Question

Which of the following has minimum bond length?
A.${{O}_{2}}^{+}$
B.${{O}_{2}}^{-}$
C.${{O}_{2}}^{2-}$
D.${{O}_{2}}$

Answer 1

Hint: Bond length can be defined as the experimentally determined average distance between two bonded atoms.

Complete answer:
VSEPR theory is defined as the electron pairs surrounding the atom present in the centre that must be arranged in space in such a distance so as to minimize the electrostatic repulsion experienced between them.
The most important rule of the VSEPR theory states that the bond angles about a central atom are those that minimize the overall repulsion which is experienced between the Electron pairs in the valence shell of the atom.
As the interior angle increases, the repulsion forces decrease sharply.

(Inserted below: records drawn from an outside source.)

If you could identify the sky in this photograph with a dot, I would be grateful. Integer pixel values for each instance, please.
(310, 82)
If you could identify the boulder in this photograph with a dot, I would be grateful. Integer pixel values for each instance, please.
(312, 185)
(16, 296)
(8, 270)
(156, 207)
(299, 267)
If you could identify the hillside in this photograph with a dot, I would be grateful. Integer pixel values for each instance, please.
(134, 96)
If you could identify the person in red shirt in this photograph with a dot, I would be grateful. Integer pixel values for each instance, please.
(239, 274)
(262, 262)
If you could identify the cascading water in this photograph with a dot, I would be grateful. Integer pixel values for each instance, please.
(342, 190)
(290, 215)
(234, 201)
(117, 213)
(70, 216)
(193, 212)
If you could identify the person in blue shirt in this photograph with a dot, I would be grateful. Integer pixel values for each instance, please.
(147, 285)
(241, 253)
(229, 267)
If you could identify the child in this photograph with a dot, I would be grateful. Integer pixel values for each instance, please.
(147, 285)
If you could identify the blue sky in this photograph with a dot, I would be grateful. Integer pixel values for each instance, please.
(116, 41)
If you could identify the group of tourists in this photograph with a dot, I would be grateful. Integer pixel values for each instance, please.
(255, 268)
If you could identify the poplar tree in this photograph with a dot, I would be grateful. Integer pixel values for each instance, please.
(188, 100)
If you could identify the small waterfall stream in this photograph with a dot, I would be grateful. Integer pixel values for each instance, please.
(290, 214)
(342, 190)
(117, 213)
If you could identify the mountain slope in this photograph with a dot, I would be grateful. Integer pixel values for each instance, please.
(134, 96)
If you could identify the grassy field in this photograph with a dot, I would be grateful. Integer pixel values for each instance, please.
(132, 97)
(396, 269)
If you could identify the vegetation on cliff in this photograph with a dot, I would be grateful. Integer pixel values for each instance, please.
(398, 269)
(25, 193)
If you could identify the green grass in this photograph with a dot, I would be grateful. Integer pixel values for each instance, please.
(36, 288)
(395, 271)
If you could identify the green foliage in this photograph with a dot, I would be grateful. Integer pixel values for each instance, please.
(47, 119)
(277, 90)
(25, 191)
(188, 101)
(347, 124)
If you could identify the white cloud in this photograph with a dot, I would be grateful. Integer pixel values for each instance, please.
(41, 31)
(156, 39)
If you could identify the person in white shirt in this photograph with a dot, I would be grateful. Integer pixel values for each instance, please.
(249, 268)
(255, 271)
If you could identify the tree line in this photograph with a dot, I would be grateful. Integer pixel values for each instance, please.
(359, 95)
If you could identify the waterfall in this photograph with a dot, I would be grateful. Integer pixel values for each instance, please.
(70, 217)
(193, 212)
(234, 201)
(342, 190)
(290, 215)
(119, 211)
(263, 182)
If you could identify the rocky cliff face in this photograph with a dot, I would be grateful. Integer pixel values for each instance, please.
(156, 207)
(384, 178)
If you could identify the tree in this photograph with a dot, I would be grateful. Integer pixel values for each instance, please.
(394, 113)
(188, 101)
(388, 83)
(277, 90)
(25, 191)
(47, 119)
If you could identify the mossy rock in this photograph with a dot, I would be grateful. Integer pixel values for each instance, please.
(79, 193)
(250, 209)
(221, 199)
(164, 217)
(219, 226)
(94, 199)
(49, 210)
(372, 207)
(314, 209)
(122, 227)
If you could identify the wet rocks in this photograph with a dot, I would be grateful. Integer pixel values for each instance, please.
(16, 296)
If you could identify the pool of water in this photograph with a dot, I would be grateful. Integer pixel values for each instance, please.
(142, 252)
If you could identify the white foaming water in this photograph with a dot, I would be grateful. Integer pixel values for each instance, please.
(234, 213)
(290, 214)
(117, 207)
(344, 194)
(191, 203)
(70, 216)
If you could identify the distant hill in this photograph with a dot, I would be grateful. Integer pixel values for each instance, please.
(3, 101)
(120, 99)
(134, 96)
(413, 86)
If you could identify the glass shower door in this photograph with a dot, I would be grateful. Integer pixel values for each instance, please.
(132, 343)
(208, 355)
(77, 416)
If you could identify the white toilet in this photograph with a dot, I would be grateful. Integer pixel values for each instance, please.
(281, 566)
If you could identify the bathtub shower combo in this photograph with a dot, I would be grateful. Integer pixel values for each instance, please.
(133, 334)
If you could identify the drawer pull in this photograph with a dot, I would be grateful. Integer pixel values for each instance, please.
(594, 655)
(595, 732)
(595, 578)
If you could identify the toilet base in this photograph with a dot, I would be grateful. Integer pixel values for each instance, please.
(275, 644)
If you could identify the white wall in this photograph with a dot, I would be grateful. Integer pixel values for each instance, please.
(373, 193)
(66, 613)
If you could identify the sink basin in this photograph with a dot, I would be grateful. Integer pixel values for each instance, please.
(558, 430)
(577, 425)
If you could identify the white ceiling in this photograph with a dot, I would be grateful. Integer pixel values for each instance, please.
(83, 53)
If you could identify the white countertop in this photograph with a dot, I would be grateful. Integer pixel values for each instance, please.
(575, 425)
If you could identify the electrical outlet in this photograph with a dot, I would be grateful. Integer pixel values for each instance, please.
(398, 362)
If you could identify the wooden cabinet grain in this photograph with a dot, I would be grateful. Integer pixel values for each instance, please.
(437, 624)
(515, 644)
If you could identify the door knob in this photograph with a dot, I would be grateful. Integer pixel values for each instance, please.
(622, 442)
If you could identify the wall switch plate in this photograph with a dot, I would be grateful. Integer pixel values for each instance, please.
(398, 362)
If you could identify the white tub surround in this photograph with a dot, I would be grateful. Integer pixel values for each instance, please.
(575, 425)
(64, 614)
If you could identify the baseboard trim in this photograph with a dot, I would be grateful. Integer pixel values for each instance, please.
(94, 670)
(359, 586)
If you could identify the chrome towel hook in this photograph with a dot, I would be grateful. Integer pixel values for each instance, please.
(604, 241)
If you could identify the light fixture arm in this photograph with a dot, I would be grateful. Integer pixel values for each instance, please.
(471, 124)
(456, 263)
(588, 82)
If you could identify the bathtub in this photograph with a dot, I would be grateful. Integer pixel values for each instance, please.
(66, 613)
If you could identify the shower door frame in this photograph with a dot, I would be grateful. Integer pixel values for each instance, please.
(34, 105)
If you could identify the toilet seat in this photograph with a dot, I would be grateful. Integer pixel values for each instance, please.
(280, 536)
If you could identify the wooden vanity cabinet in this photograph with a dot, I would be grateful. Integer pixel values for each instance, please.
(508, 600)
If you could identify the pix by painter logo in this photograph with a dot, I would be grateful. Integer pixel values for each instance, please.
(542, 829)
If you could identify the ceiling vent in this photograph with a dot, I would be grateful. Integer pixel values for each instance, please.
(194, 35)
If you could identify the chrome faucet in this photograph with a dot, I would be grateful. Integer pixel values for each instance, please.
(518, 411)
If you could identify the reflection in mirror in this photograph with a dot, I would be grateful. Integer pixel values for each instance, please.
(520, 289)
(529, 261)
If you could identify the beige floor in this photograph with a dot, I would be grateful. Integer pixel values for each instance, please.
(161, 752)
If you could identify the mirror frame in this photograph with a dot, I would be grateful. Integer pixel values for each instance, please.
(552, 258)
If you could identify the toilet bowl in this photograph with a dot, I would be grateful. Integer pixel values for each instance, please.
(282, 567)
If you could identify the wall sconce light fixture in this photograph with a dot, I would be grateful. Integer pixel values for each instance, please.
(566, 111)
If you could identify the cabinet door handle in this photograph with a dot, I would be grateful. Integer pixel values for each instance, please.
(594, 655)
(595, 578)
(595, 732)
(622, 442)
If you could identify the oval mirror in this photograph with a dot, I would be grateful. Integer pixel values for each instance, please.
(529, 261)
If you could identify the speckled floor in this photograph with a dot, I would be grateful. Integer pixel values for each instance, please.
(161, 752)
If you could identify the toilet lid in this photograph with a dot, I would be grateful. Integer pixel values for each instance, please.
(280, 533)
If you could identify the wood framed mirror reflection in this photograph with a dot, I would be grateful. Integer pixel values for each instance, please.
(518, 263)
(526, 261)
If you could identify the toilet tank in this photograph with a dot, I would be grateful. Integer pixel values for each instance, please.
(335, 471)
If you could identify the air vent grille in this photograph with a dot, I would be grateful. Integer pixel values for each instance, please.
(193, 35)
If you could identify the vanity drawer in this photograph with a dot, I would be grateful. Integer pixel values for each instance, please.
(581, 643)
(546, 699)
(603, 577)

As the value of electronegativity of an atom forming a molecule gets increased, the influence of a bonding electron pair decreases.
Multiple bonds behave similar to a single electron pair for the sake of VSEPR bond theory.
Hybridization of an atom can be found out by calculating the summation of lone pairs and sigma bonds.
If a sum of sigma bonds and lone pairs is 2, we have sp hybridization
If a sum of sigma bonds and lone pairs is 3 , we have $s{{p}^{2}}$ hybridization
If a sum of sigma bonds and lone pairs is 4 , we have $s{{p}^{3}}$ hybridization
If a sum of sigma bonds and lone pairs is 5, we have $s{{p}^{3}}d$ hybridization
If a sum of sigma bonds and lone pairs is 6, we have $s{{p}^{3}}{{d}^{2}}$hybridization.
Now bond length is inversely proportional to bond order. Now ${{O}_{2}}^{+}$ has a bond order of 2.5 which has a maximum bond order . So it has a minimum bond length.

So the correct option is A.

Note:
Bond order is defined as the (total no of electrons present in bonding orbital - total no of electrons present in antibonding electrons ) divided by 2.